Addison, a Barbadian national, and Smith, a Canadian citizen and Barbadian resident, say they are exhausted and have nowhere to go. They arrived in Tortola in the British Virgin Islands on September 2 and are now desperate to return.

Glenna Smith and Romeo Addison in the airport in Tortola Tuesday evening. 

Speaking to Loop News via Whatsapp Tuesday evening from the airport in Tortola, Smith said they don’t know what to do next. 

“We saw a post from [Barbados] Foreign Affairs to get to airport today for an evacuation flight,” said Smith. "It's real hard to get taxi and get here. It's like a war zone. Roads [are] bad.”

She said after finally getting to the airport, the soldier in charge for Barbados told them at 3 p.m. there would be no flight today and they had to leave.

A worried Smith emphasised, “We have nowhere to go! No taxis, no resources. No hotel room. The soldier said we cannot stay in airport that we should go sit in the carpark overnight. The prison is busted open. They’re targeting visitors. There are shootings and rapes.”

According to her, the situation is made more difficult with the 6 p.m. to 6 a.m. curfew in place across the island.

The roof of their hotel which landed on cars in the parking lot during Hurricane Irma.

Smith said they had been staying at Maria’s By the Sea in Road Town, which did a good job of taking care of them while they were there, but the hotel sustained a lot of damage in the hurricane and now only has one section open.

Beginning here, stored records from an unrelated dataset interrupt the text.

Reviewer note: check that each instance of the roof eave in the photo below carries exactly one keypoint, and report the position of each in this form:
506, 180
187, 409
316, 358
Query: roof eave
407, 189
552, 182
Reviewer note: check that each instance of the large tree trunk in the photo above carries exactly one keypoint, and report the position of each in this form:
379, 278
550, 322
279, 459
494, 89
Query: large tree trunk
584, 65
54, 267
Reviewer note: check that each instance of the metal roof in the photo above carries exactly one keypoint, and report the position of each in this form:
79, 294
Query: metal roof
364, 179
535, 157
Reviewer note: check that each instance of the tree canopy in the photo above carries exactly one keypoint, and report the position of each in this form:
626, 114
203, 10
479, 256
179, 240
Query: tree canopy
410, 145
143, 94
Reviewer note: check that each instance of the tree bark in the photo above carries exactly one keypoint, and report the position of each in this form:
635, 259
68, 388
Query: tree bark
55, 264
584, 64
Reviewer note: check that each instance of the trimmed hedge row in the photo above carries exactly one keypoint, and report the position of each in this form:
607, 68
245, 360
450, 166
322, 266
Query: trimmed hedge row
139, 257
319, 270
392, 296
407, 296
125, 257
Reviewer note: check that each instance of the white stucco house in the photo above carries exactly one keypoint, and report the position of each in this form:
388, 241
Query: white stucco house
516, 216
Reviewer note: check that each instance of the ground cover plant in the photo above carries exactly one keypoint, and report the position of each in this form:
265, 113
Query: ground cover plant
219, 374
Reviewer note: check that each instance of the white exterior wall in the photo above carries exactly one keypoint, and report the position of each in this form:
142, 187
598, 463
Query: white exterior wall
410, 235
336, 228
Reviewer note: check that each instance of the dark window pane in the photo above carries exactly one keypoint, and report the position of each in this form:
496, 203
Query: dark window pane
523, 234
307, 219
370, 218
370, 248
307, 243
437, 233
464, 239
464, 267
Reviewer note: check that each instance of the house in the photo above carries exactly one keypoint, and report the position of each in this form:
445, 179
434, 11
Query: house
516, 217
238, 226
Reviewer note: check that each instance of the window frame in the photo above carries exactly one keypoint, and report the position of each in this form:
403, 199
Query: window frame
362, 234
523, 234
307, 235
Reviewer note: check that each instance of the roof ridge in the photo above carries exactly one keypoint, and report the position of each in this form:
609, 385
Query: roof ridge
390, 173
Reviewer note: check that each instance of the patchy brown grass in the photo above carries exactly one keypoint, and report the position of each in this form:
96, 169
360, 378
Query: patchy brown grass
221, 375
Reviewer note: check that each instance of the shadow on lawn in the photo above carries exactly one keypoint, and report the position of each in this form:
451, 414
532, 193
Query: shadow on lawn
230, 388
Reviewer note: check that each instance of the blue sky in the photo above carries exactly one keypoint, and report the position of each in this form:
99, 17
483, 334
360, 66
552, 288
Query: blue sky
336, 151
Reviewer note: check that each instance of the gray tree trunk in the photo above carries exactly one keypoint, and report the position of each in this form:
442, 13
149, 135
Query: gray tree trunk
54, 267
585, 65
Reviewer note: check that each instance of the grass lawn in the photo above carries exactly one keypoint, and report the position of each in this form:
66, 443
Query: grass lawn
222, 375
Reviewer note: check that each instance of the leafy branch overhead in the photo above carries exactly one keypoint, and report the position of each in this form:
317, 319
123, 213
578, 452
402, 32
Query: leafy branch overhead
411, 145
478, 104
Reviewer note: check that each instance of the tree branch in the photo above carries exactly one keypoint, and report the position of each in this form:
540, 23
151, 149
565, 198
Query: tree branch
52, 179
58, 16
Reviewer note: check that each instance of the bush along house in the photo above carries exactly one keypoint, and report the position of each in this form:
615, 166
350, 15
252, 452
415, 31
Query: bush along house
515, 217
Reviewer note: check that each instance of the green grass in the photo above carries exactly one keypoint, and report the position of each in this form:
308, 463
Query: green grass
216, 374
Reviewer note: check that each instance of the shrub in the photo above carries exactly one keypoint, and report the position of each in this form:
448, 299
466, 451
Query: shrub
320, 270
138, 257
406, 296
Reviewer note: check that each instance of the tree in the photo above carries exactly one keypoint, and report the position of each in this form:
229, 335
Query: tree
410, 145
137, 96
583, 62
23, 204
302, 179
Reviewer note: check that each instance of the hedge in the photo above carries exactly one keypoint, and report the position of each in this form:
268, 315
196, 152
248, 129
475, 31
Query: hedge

In addition, they need to be close to the airport as taxis are hard to come by since the majority of cars on island are damaged.

She lamented that there is a lack of clear information about when and how evacuations are being conducted.

“We’re staying at the airport – not leaving as have to be in queue,” she explained. “A week is a long time in these conditions and no idea when or how we are getting out. Terrible feeling.”

“We have tried every effort imaginable to get out of Tortola and back to Bim.”

She added, “When a crisis happens, plans need to have already been developed such that they can be and actioned within 24 to 48 hours. Not a week or two. People are in dire need right away.”

On Sunday, Governor Augustus Jaspert, addressing citizens on BVI Radio for the first time since the passage of Hurricane Irma, announced that the curfew will run from 6 p.m. to 9 a.m. every day until further notice.

Jaspert said the curfew is necessary to help clear the streets.

Jaspert said ports including the airport are opening but priority will be given to military and technical expertise.

Following the passage of Hurricane Irma last week, there were reports of looting in the BVI.

According to the CDEMA post-impact report issued on Sunday night, the BVI has recorded four deaths.

There is significant damage to the electricity and water systems and there are limited water and food supplies, while the hospital has been impacted due to damaged utility lines.

The National Emergency Organisation Centre (NEOC) was destroyed, the airport tower was compromised and a State of Emergency was declared.